You see the irony, right? You're stunned that people can't weigh tradeoffs, then you switch to dismissing tradeoffs as noise:

> People are trying to solve this problem; trying to scare them with other problems they may have later--which they can solve separately!--is just irrelevant noise.

Considering the second order and higher order consequences of regulations is the entire point.

You're just waving them all away with an assumption that they will be solved in the future.

Trying to shut down discussion about the consequences of government action as noise is scary. We've reached levels of moral panic that people like you are happy to close your eyes to any consequences and insist we let the government take control and do whatever they want right now, without considering the consequences.

It's terrifying that people think this way.

  • It's not satire.

    > people like you are happy to close your eyes to any consequences and insist we let the government take control and do whatever they want right now, without considering the consequences.

    Nobody said anything of the sort. That's the problem with trying to debate this: you're interpolating this stance into people who don't have it at all.

It's interesting that we suddenly can't regulate anything because of "freedom" and "speech" and it just happens to align perfectly with big tech interests.

The whole freedom and speech shit online is starting to feel like a big lie we have been sold so that big tech can just get richer.

Hey, if it's irrelevant noise then why are you crying about it?

Anyway, to make it the UK's problem even more, I will be doing what I can to eliminate the UK's traffic to as many services as possible.
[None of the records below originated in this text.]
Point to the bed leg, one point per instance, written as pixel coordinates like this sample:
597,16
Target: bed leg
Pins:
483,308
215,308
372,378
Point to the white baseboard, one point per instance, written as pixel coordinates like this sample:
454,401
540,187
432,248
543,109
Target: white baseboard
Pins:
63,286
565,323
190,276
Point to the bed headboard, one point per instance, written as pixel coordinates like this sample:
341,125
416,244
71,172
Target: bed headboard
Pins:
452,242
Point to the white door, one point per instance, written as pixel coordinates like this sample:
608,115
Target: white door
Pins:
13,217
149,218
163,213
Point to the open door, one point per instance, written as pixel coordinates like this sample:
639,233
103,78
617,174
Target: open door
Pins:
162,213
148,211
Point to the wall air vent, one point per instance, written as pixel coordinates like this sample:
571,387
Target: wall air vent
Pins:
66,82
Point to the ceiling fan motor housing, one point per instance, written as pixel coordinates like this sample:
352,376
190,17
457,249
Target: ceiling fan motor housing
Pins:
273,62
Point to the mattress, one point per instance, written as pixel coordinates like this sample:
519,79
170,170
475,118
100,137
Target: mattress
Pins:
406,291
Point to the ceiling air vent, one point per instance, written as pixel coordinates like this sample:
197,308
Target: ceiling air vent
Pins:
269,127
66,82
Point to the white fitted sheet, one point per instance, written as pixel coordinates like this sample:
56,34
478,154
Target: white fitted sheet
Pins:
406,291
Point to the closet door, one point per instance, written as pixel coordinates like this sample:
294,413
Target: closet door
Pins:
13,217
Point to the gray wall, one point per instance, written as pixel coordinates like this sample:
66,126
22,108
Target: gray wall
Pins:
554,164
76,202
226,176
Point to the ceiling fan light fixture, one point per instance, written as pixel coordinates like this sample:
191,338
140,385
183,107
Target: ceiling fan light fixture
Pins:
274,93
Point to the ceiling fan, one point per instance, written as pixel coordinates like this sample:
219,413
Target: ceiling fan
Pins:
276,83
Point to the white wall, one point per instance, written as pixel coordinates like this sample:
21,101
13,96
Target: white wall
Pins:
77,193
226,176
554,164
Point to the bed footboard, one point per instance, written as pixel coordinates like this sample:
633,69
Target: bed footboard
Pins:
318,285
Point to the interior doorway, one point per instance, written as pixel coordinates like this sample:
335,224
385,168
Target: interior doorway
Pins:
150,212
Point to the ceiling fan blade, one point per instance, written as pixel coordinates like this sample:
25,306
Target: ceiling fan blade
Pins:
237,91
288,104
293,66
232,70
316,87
I have no interest in supporting the small island or it's people or their great red coat firewall.

Enjoy your wall.

> Police state=bad. Industrial scale drug addiction in kids=also bad. Some compromise must be made.

False. The whole point of fundamental rights is that they aren’t compromised on based on outcomes.

“Torture is bad, but not being able to get information out of criminals is also bad. Some compromise must be made.” That’s just not how it works, is it?

  • Perhaps it may surprise you to know that's exactly how it works in some democratic countries - e.g. India and Japan - as the system does provide some leeway to the police on how they extract information from suspects. (India leans towards physical torture, while Japan to psychological torture). Moreover, Americans are often surprised to know that not answering police questions can in fact harm your defence in court in many countries, and police misconduct also does not necessarily exclude any evidence collected.

  • But where exactly is the line for torture? Is pre-trial or pre-charge detention torture? Solitary detention? Any forced labor at all?

  • > The whole point of fundamental rights is that they aren’t compromised on based on outcomes.

    This is false, we generally take away fundamental rights when there's justification for doing so. e.g. the first paragraph of https://www.congress.gov/crs-product/R47986 (and every other paragraph also; I'm sure there are UK equivalents). We enshrine fundamental rights in order to elevate them above baser considerations, but it's not like a paperclip-maximizer thing where we optimize 100% for protecting them over all other considerations. Nor should it be (for the obvious paperclip-maximizer failure modes).

    Anyway, the debate here is not over "police state good" and I'm frankly disappointed in all the commenters who interpret anyone disagreeing with them as claiming that. I for example loathe the idea of a police state and I'm quite sure the people I'm replying to would find I agree with them on most issues related to that. But it is not black and white, despite everyone's attempts at portraying it as such. I would love to hear people's practical, viable, politically-tenable plans for doing something about industrial-scale addiction to social media which do not involve impinging on these freedoms at all.